Many companies, including Adobe and Cisco, have adapted Security Development Lifecycle to beef up their own internal security objectives. Adobe has been working hard to “transform itself into the next poster child for security”, Ron Gula, CEO and CTO of Tenable Network Security, told eWEEK.

The company also focused on privacy in its products, publishing privacy standards for developers and providing consumers with layered privacy notices. Privacy will continue to be an “evolving and on-going effort”, especially as cloud computing and the increasingly connected society creates “vast amounts of data”, David Burt, senior communications manager for Privacy & Safety Policy, wrote on the Microsoft Privacy and Safety blog. Microsoft will continue to protect people’s privacy, Burt said.

“We’re proud of what we’ve achieved and of the many innovations that have become accepted as industry best practices. But it would be wrong to congratulate ourselves on a job well done,” Hall said, adding, “There is still a lot on the road ahead.”

Time and trouble

Microsoft’s security efforts have made it harder for attackers to compromise the operating system, Gula said. The regular updates, security innovations such as address space layout randomisation and data execution prevention, and the increased use of sandboxing, have increased the amount of time and effort attackers have to expend in their campaigns, Gula said.
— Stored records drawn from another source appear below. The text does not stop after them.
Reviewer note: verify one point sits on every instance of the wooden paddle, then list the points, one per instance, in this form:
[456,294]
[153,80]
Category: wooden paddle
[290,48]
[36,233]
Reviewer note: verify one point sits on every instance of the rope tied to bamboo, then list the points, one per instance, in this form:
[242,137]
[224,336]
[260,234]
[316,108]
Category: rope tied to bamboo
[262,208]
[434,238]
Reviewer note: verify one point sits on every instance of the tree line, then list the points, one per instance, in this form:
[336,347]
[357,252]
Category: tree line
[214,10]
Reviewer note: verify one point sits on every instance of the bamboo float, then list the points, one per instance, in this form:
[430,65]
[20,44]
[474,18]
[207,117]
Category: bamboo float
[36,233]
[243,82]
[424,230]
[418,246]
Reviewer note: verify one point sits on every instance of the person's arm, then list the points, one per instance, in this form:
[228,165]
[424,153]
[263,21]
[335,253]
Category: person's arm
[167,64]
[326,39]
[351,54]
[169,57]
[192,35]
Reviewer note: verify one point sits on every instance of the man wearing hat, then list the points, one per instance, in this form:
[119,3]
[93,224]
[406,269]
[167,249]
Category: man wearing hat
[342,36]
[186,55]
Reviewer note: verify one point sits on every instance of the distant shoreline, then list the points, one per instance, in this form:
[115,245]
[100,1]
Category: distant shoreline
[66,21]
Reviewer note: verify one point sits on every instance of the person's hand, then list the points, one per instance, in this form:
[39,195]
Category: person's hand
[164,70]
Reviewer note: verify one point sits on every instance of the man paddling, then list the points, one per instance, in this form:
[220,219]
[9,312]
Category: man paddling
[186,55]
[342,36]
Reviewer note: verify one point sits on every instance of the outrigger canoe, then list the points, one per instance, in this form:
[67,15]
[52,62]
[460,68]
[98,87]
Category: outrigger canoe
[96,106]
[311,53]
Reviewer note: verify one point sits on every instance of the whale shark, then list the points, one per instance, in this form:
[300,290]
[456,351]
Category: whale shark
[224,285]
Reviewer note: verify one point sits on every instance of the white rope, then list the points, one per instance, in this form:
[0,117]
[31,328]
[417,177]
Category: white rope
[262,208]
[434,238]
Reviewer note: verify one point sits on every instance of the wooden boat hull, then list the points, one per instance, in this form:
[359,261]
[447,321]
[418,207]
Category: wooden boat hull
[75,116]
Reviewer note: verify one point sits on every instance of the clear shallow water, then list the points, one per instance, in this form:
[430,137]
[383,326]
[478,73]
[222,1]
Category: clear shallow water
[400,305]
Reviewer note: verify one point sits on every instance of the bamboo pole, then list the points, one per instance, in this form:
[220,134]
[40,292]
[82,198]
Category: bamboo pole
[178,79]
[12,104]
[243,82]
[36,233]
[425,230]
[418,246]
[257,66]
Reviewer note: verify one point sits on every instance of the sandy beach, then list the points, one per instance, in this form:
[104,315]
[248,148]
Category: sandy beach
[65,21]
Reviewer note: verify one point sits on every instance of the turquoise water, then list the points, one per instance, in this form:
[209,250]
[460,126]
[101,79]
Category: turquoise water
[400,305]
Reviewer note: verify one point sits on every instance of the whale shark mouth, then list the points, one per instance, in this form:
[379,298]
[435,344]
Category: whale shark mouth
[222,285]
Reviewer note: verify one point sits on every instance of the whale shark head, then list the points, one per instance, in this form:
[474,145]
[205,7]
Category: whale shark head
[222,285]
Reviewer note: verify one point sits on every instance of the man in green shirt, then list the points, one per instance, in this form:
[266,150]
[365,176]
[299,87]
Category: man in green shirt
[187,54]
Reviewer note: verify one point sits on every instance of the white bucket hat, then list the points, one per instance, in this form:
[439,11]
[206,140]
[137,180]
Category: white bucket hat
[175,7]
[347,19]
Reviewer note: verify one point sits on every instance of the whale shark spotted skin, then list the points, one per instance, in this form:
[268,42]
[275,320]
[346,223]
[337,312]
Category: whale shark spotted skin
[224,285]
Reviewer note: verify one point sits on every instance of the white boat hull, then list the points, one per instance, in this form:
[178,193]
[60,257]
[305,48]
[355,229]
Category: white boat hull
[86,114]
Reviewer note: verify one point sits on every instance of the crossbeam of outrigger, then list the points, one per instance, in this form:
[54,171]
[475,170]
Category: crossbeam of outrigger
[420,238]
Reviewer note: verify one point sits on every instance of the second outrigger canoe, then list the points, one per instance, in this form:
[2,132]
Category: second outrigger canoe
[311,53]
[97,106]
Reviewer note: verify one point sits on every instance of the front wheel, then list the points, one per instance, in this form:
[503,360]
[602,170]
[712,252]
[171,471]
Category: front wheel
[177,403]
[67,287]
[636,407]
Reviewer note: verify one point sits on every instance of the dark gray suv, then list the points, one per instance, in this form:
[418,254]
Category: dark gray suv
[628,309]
Many of the attacks have shifted focus, targeting Web applications because those are not built with security in mind, Gula said. While browser companies are innovating and stumbling over each other in their effort to roll out the next-best security features, the applications themselves generally aren’t built by developers with a security mindset, he said.

Microsoft will focus on the “PC-plus era”, such as mobile devices and cloud computing, and the role of governments in computing in “TwC Next”, the next 10 years of TwC, said Scott Charney, corporate vice president of Trustworthy Computing. Security, privacy and reliability strategies must evolve to “remain potent”, Charney said, noting there was “still much work” that needed to be done to make computing “more trustworthy.